Blood Pressure and Capillary Exchange

  • The heart creates pressure with each contraction (stroke), peaking at ~114 mm Hg and resting at ~75 mm Hg.
  • Mean arterial pressure is calculated as 88 mm Hg using a specific formula.
  • Blood pressure decreases as it travels through arteries to capillaries, from 55 mm Hg (arterial end) to 10 mm Hg (venous end).
  • Osmotic pressure (~25 mm Hg) remains constant across the capillary membrane due to plasma proteins.
  • At the arterial end, hydrostatic pressure causes filtration, pushing water, oxygen, and nutrients out to tissues.
  • At the venous end, low blood pressure allows osmotic pressure to draw waste (CO2, urea) back into the capillary.

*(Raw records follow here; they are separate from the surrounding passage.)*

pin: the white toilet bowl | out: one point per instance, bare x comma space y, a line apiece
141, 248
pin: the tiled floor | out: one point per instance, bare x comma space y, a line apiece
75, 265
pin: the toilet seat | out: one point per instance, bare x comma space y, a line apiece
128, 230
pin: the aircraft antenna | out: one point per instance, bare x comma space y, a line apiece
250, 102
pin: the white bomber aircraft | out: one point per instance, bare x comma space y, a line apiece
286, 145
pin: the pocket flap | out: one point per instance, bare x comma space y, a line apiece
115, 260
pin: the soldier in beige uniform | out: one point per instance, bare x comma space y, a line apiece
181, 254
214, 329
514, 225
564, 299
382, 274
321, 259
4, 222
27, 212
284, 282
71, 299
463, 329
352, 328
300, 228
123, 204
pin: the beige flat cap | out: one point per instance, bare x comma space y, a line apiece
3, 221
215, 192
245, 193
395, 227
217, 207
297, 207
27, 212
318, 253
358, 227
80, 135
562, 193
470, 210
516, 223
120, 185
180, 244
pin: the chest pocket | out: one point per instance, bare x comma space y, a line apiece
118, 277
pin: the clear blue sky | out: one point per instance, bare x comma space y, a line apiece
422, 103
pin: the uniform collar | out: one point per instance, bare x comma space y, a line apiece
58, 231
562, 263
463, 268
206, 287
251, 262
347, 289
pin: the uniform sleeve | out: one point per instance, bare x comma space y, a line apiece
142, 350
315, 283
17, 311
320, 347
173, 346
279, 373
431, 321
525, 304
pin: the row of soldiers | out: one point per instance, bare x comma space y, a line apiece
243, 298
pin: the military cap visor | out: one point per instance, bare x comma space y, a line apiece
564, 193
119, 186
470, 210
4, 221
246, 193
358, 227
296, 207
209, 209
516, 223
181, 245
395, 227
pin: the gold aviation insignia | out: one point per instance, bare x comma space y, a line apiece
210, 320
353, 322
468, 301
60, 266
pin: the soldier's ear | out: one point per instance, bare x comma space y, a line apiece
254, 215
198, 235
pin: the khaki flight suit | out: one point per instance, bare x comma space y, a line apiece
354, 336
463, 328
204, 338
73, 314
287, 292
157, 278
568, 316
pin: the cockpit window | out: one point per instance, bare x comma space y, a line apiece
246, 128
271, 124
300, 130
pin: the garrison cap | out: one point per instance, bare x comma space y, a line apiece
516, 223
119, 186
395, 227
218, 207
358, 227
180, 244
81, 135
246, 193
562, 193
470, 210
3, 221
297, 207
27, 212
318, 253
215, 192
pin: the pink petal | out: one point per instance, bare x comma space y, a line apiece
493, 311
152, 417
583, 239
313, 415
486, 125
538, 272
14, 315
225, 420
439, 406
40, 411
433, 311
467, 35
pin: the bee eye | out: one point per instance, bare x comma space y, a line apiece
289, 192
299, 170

Cellular Anatomy and Tonicity

  • Tonicity describes the effect of different extracellular solutions on cell volume.
  • Isotonic solution: Electrolyte concentration is equal inside and outside; water movement is balanced and cells retain normal shape.
  • Hypertonic solution: Higher electrolyte concentration outside the cell; water exits the cell, causing it to shrink.
  • Hypotonic solution: Lower electrolyte concentration outside the cell; water enters the cell, causing it to swell.

Key Terms & Definitions

  • Mean Arterial Pressure (MAP) — average pressure in arteries during one cardiac cycle.
  • Osmotic Pressure — pressure exerted by solutes (mainly proteins) drawing water into blood vessels.
  • Tonicity — the ability of an extracellular solution to change the volume of a cell by osmosis.
  • Isotonic — equal solute concentrations inside and outside the cell; no net water movement.
  • Hypertonic — higher solute concentration outside the cell; water moves out, causing cell shrinkage.
  • Hypotonic — lower solute concentration outside the cell; water moves in, causing cell swelling.

Action Items / Next Steps

  • Review textbook page 71 on passive transport and tonicity.
  • Prepare to learn the calculation for mean arterial pressure in future classes.